Lesson No. 2: Connections come first
In an attempt to keep employees inspired and connected to the organization, HR often focuses on corporate culture and a shared mission. Instead, during a disruption, what employees need more is a personal sense of purpose. When employees believe that their work is personally relevant, there is a 26% increase in the likelihood of sustained workforce health.
Employees also need to feel connected to one another. Fifty-one percent of teams were disrupted due to COVID-19, but Gartner data shows that in times of disruption, the connections in immediate working teams matter most. Highly cohesive teams have a 37% higher likelihood of sustaining workforce health.

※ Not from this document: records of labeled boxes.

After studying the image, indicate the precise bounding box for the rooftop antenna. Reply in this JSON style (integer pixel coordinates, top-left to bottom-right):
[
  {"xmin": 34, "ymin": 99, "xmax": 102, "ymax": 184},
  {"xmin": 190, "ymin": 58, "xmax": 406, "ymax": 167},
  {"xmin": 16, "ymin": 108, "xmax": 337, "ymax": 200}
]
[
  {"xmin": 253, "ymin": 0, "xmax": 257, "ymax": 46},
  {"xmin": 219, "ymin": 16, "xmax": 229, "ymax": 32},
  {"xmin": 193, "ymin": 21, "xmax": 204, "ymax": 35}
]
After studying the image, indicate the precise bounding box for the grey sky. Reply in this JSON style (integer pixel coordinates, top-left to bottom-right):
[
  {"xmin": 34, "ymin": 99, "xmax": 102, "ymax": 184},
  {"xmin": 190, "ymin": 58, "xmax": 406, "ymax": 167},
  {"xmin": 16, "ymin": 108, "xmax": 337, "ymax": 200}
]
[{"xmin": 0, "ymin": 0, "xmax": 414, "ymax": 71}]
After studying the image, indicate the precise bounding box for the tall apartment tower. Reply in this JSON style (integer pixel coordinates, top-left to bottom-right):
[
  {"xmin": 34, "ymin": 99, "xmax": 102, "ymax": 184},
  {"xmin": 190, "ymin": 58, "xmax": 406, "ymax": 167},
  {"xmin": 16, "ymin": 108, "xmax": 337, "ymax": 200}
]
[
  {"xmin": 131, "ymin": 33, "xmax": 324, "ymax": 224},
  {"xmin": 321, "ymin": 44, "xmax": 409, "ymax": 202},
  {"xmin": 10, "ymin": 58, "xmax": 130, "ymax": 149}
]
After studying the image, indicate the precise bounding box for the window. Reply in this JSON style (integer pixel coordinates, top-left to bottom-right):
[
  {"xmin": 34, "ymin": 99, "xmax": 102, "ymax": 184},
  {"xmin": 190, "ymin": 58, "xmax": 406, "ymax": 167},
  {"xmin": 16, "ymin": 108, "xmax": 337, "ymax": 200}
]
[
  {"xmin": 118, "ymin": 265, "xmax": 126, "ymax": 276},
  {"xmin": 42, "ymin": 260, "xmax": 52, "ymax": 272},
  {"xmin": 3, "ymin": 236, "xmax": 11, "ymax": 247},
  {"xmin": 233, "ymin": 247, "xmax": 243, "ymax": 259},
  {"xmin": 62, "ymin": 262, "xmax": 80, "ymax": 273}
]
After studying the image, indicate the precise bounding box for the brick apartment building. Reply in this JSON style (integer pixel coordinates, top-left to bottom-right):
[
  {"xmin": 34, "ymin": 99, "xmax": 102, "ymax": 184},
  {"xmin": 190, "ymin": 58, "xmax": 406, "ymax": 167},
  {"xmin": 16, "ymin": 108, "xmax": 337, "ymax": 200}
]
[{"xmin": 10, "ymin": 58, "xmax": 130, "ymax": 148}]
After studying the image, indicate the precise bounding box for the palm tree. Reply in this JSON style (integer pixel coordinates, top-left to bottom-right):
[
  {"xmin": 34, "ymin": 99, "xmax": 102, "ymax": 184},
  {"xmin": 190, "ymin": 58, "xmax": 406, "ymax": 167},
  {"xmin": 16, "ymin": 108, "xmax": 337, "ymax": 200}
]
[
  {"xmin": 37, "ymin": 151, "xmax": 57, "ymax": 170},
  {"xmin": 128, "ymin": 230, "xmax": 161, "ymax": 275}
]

HR, along with managers, must help employees connect their personal goals to business goals while also realigning teams to ensure that relationships are functional.
Lesson No. 3: Leaders should prioritize fixing the work
Many organizations attempted to boost workforce resilience by adding employee benefits, recognizing and rewarding employees more for their work, and offering employees greater decision-making autonomy. However, these additional activities had minimal impact in improving workforce resilience during the disruption.
In fact, Gartner's research reveals that if autonomous decision-making is not already a well-practiced capability, increasing autonomy as workload increases seriously degrades workforce health. For the 83% of employees who are operating at or above capacity, increased decision-making authority diminishes their chances of having good workforce health by more than 30%, as it adds too much ambiguity and personal risk and therefore stress.
Actually, one of the biggest drivers of workforce resilience is leaders themselves, and their ability to both understand and address the barriers that are preventing employees from having a healthy work — as well as life — experience. Managers can make work easier by engaging employees with empathy, both personally and professionally.